Wednesday, February 7, 2018

A Talk In The Garden

I
 remember my dad telling me on more than one occasion that you are nearer to God in a garden than in any other place on earth.  It is in a garden that you really understand how patient God has to be with us.  Look how long it takes plants to grow and the constant care they require in order to mature and produce fruit.  If plants require that much attention and care from the farmer, just imagine how much more love, care, and attention God lavishes on us as He grow us toward spiritual maturity.

There is another lesson, a much harder one, the garden also teaches us.  That is learning to accept and pray for God’s will.  Anyone who has ever worked a garden knows the frustration and the disappointment of receiving too little rain.  I have seen my dad work in a garden—staking tomato plants, pulling weeds, plowing around plants—all the while waiting for and praying for rain with no results.  It almost seems God shuts His ears to our requests and our circumstances grow worse instead of better.  Then, one day, the heavens open up and send down rain, just in the nick of time. 

This sounds familiar in our spiritual walk as well doesn’t it?  We go to our knees before God and pour out our hearts to Him.  We bring our concerns for our families, our friends, our co-workers, our pastor, our churches, and ourselves before His throne.  We wet the bed with our tears and we pray with all our might for God to act and move in our behalf.  We then close the prayer by asking that God’s will be done. But do we really mean that?  Do we fully understand all that entails?

Jesus, himself, prayed this very kind of prayer.  In the Garden of Gethsemane, he had a talk with God.  Jesus poured out his heart and was so full of agony that drops of blood fell from his forehead.  In unspeakable and incomprehensible agony, he asked God for some other way to fulfill the plan of salvation.  Look at his request as recorded in Matthew 26:39"My Father, if it is possible, may this cup be taken from me. Yet not as I will, but as you will."  Jesus prayed this prayer, not once, but twice that evening in the garden.  Jesus knew the difficulty of praying and accepting God’s will and in this prayer we find great encouragement to do the same.

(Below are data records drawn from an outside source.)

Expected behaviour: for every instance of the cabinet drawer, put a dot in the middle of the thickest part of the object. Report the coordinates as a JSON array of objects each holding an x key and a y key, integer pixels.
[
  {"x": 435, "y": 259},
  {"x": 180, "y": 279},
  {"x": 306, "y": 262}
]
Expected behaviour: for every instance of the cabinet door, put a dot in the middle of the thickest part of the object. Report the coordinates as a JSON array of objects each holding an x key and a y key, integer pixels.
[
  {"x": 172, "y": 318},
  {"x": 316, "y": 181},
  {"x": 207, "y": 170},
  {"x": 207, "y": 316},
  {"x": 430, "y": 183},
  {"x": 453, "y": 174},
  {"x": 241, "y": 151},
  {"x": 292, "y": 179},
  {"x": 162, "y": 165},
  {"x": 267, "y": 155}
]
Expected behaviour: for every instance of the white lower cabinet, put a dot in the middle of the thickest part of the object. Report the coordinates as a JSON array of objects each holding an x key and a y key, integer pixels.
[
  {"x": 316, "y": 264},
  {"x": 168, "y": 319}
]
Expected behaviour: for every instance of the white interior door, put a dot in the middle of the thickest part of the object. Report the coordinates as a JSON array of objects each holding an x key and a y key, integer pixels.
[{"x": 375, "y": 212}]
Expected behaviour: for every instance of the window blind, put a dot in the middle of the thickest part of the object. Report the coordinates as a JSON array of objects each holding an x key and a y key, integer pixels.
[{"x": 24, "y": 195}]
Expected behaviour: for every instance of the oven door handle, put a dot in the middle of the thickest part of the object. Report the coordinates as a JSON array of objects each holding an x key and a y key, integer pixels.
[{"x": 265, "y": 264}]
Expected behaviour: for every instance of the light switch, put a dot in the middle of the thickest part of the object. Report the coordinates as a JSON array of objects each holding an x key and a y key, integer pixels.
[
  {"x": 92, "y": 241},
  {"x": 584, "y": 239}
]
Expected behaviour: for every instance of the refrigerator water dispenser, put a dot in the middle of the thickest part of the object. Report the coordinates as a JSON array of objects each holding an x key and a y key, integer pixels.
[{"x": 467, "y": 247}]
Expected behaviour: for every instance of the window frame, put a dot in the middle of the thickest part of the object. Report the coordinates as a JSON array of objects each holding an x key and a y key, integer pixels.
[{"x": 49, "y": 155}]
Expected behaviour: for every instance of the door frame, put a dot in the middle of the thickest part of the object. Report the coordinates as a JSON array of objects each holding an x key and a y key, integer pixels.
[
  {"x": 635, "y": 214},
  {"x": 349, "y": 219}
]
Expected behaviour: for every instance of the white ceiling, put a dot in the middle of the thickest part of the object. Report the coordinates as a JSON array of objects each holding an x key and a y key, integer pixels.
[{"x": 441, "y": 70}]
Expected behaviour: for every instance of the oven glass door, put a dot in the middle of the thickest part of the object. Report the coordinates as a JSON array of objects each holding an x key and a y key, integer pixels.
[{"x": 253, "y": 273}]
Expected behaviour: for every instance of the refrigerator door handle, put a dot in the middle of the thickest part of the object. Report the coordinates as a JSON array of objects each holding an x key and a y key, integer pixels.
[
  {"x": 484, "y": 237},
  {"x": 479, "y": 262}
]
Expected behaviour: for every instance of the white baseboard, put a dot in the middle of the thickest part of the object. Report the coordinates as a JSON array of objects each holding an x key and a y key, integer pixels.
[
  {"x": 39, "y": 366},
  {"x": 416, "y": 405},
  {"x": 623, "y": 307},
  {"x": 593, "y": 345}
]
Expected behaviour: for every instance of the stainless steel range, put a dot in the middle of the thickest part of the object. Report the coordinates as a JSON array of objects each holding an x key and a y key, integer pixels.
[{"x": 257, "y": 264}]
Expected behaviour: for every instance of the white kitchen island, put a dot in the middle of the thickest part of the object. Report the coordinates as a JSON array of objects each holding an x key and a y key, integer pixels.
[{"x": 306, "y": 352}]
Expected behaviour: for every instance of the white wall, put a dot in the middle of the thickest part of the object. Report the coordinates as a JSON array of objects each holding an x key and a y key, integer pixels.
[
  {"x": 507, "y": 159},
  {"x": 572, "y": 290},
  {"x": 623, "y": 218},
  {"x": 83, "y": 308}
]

In life’s garden there are many opportunities to talk to our Heavenly Father.  Sometimes we speak to him of the goodness of his blessings on our lives.  Sometimes we bring requests to him on behalf of other people and at other times we bring heavy hearts and kneel before him in silence.  But every time we come to him, we must ask that his will be done.  This is difficult when we are facing unknown and trying circumstances.  When there seems to be no way out of a trial but to go through it, we still need to pray for his will.  God promised to be with us through every part of life; he never promised to remove all the obstacles so that life’s road would be easy.

In the garden that evening, Jesus prayed for God’s will to be done.  This is the acid test of faith.  We must be earnest in our request for God’s will to be done, even when we don’t understand all that entails.  We must believe that God is in complete control and that he knows what is best for us because it is certain that we don’t know what is best for ourselves.  So, the next time you are in prayer, don’t be afraid to pray that God’s will be done in your life.  He will be with you in every situation, working to bring you to full maturity in Christ.  When was the last time you had a heart-to-heart with God?  When was the last time you had a talk in the garden with him?  How about having one today!